The longer she left it, the more daunting that prospect became. She wanted a full plan in place when she told him, one that allowed her to raise the baby alone, but still provided him as much access as he wanted. It would be pure torture to see him on what she suspected would be a daily basis, but somehow they would have to make it work.

The churn of anticipation and dread drove her to the piano every day where she poured out her turmoil of joy and longing, her anguish and all the love that refused to be doused.

In fact, her feelings for him grew a little more each day, just like their baby.

Konstantin tried to retreat into the skin of numbness he’d worn most of his life, but it was shredded beyond repair. His feelings for Eloise were too sharp. Too jagged and hot and extreme.

God, he missed her. How had she become such an integral part of his life in such a short time? It wasn’t just the sex. That had been mind-altering, setting a bar that he doubted would ever be reached with anyone else, but he wasn’t plagued by unmet carnal need. He was instead struck repeatedly by the emptiness of his days. Absence and meaninglessness hit him like an echo in a cavern, leaving him feeling as though he was lost in the dark, bouncing into rough granite walls.

He woke to a cold empty bed. He ate his meals alone, finding no enjoyment in whatever went into his mouth. The silence was worst of all. The cruel lack of music, the absence of laughter. He even missed her innocuous questions about whether he wanted chicken for lunch.

His meetings in Asia should have been a welcome distraction, but he resented them. He hated every minute of being so far from her, but on his return to Athens, he learned she’d gone to New York. That somehow tore a fresh hole in the fabric of his existence.

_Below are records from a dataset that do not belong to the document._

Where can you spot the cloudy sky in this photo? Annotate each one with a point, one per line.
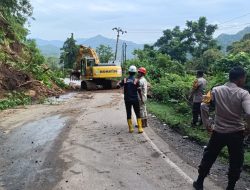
(144, 20)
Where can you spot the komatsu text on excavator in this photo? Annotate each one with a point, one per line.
(94, 74)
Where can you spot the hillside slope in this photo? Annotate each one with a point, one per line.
(225, 40)
(52, 48)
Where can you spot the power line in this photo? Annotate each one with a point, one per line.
(235, 18)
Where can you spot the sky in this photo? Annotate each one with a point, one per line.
(144, 20)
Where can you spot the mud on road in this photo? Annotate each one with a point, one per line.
(81, 141)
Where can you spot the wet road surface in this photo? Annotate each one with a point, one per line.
(81, 141)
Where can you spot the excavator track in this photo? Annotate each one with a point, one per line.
(88, 85)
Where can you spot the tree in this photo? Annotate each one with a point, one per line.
(171, 44)
(240, 46)
(15, 13)
(53, 63)
(207, 60)
(105, 53)
(69, 52)
(195, 39)
(20, 9)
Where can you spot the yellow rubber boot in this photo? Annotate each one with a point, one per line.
(130, 125)
(139, 123)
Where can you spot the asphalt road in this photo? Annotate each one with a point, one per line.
(81, 142)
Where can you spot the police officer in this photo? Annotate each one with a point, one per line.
(230, 101)
(131, 98)
(142, 91)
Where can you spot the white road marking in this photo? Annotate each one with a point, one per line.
(167, 160)
(164, 156)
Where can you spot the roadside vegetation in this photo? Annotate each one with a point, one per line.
(172, 62)
(25, 73)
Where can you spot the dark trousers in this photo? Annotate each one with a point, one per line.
(234, 143)
(136, 107)
(196, 111)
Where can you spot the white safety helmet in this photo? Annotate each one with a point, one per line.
(132, 69)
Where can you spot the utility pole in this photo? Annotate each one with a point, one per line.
(118, 30)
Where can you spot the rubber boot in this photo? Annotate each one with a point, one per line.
(231, 185)
(139, 123)
(198, 184)
(144, 123)
(130, 126)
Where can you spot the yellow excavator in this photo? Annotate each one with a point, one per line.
(92, 73)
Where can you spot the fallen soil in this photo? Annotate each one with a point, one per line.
(81, 141)
(192, 153)
(12, 79)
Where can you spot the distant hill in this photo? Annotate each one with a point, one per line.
(52, 48)
(225, 40)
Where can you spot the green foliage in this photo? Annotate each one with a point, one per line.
(240, 46)
(69, 52)
(180, 122)
(105, 53)
(195, 39)
(226, 63)
(206, 61)
(173, 88)
(14, 99)
(53, 63)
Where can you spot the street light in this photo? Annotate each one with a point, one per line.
(119, 30)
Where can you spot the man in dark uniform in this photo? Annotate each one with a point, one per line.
(131, 99)
(231, 102)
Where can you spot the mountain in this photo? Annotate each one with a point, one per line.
(225, 40)
(52, 48)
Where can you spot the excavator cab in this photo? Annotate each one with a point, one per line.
(87, 65)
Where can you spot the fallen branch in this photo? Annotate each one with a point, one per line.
(28, 82)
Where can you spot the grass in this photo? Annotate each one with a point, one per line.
(14, 99)
(170, 114)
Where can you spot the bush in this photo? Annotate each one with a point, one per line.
(14, 99)
(173, 88)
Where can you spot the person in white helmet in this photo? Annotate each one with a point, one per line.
(131, 98)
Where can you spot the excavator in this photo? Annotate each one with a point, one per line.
(92, 73)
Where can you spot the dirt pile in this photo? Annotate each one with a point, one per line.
(12, 79)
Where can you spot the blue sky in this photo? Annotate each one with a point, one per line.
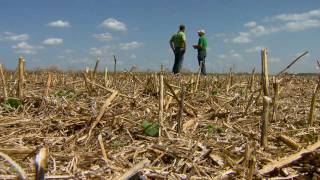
(72, 33)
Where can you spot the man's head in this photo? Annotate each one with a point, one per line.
(201, 32)
(182, 28)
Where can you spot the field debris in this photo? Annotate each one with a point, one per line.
(207, 130)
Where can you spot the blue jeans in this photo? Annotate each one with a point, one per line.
(178, 60)
(201, 59)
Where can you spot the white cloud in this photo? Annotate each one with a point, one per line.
(256, 49)
(274, 60)
(280, 23)
(132, 56)
(103, 36)
(242, 38)
(53, 41)
(298, 17)
(9, 36)
(131, 45)
(114, 24)
(301, 25)
(25, 48)
(250, 24)
(60, 24)
(100, 51)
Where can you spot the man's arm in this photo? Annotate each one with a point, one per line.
(172, 44)
(199, 45)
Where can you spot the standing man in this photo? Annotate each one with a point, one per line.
(202, 50)
(178, 46)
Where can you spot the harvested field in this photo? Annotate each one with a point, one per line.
(95, 127)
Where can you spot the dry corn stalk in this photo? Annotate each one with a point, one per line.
(265, 121)
(4, 84)
(20, 80)
(313, 104)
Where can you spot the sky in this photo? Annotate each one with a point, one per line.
(71, 34)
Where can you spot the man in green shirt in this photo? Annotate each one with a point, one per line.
(202, 50)
(178, 46)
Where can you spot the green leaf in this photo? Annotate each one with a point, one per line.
(150, 129)
(13, 102)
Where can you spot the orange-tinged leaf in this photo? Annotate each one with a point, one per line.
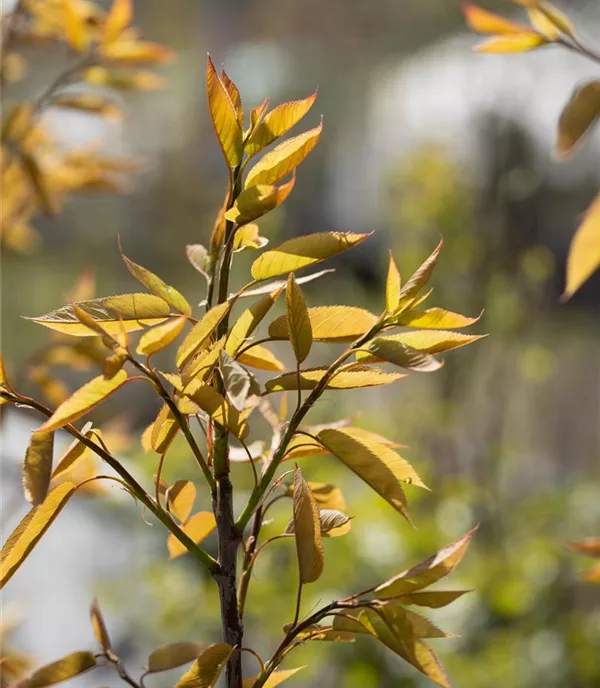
(28, 533)
(224, 117)
(127, 311)
(302, 252)
(199, 527)
(330, 324)
(298, 322)
(578, 117)
(206, 670)
(307, 530)
(347, 377)
(173, 655)
(427, 572)
(278, 122)
(283, 159)
(201, 333)
(37, 467)
(584, 253)
(72, 665)
(84, 400)
(161, 336)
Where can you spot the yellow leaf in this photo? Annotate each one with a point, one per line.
(199, 527)
(283, 159)
(84, 400)
(307, 530)
(427, 572)
(302, 252)
(128, 311)
(27, 534)
(516, 43)
(584, 254)
(173, 655)
(99, 627)
(378, 465)
(65, 668)
(224, 117)
(348, 377)
(37, 467)
(207, 668)
(330, 324)
(298, 322)
(157, 286)
(117, 20)
(578, 117)
(277, 122)
(161, 336)
(200, 333)
(258, 201)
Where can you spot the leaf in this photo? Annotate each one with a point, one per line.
(301, 252)
(159, 288)
(29, 531)
(199, 527)
(578, 117)
(84, 400)
(159, 337)
(330, 324)
(128, 311)
(207, 668)
(379, 466)
(258, 201)
(347, 377)
(434, 319)
(584, 253)
(224, 117)
(173, 655)
(278, 122)
(180, 498)
(200, 333)
(427, 572)
(99, 627)
(37, 467)
(61, 670)
(307, 529)
(516, 43)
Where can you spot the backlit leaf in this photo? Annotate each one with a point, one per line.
(128, 311)
(206, 670)
(427, 572)
(61, 670)
(29, 531)
(330, 324)
(37, 467)
(278, 122)
(301, 252)
(578, 117)
(84, 400)
(347, 377)
(199, 527)
(584, 253)
(283, 159)
(224, 117)
(307, 529)
(173, 655)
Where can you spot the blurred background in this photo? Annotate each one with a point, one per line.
(422, 138)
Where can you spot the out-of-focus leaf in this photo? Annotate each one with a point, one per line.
(283, 159)
(84, 400)
(37, 467)
(206, 670)
(307, 529)
(330, 324)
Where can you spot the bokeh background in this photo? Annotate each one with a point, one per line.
(422, 138)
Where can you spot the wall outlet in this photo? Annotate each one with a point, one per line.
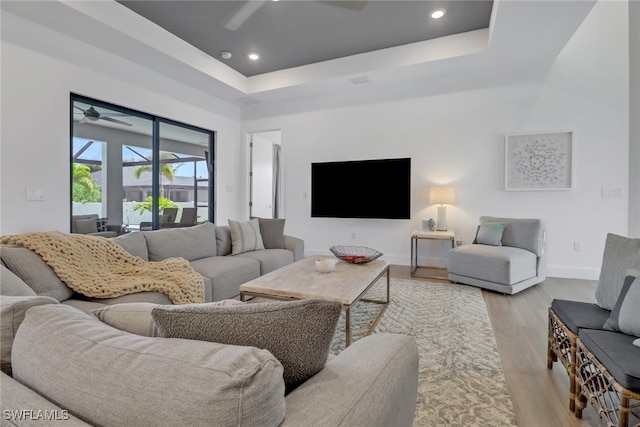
(35, 195)
(611, 193)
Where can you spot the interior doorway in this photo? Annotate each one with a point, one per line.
(265, 175)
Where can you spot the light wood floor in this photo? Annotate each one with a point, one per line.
(540, 395)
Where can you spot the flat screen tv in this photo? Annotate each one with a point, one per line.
(362, 189)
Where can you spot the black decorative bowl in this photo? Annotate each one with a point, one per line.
(355, 254)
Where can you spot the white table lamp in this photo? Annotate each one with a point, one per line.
(442, 195)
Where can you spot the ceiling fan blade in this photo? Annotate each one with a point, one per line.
(242, 14)
(109, 119)
(347, 4)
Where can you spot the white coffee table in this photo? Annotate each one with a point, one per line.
(347, 285)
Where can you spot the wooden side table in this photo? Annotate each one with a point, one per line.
(428, 235)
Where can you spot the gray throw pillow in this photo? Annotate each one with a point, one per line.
(490, 233)
(613, 322)
(620, 254)
(272, 232)
(86, 226)
(12, 285)
(134, 243)
(190, 243)
(245, 236)
(629, 318)
(31, 268)
(297, 333)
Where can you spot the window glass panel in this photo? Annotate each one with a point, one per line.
(112, 152)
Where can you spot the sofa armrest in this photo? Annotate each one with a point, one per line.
(22, 406)
(374, 382)
(295, 245)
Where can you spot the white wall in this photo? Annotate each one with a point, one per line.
(262, 158)
(35, 120)
(634, 118)
(457, 138)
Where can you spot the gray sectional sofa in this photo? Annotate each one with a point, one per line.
(207, 247)
(62, 365)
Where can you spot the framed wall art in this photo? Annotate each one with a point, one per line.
(540, 161)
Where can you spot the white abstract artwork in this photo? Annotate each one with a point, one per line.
(540, 161)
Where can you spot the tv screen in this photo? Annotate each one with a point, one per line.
(362, 189)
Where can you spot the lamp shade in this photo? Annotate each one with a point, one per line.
(442, 195)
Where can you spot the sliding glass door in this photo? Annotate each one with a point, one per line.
(127, 167)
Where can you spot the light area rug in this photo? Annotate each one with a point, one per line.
(461, 380)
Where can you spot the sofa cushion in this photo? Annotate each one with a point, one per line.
(136, 317)
(490, 233)
(12, 312)
(223, 240)
(148, 296)
(298, 333)
(245, 236)
(134, 243)
(226, 274)
(190, 243)
(505, 265)
(523, 233)
(31, 268)
(132, 317)
(620, 254)
(612, 323)
(110, 377)
(10, 284)
(83, 305)
(272, 232)
(269, 259)
(617, 353)
(577, 315)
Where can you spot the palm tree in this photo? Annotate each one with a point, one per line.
(166, 170)
(84, 188)
(82, 176)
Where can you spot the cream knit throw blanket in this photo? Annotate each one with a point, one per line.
(100, 268)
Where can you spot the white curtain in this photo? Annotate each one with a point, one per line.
(275, 193)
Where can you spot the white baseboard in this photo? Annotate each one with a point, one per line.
(573, 272)
(551, 270)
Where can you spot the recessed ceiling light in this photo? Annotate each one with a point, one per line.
(359, 80)
(438, 13)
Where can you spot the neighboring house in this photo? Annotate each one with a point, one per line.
(181, 189)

Hehatedthis feeling. It was the one he’d been trying to avoid, this sense of something having been taken from him. Of having a great hole within him that couldn’t be filled.

Work had always been a useful panacea, but it did little for him these day except provide him with a small satisfaction that he was creating an additional layer of security for Eloise and her mother. When he advised his lawyers the wedding was off, he told them to continue updating his will to make Eloise his beneficiary.

He left her number in his phone as his emergency contact because, if he wound up on death’s doorstep, he wanted her face to be the last thing he saw. Her voice to be the last thing he heard.

Would she even turn up?

I’ve always known my love was unrequited. I won’t keep fooling myself that you’ll come around.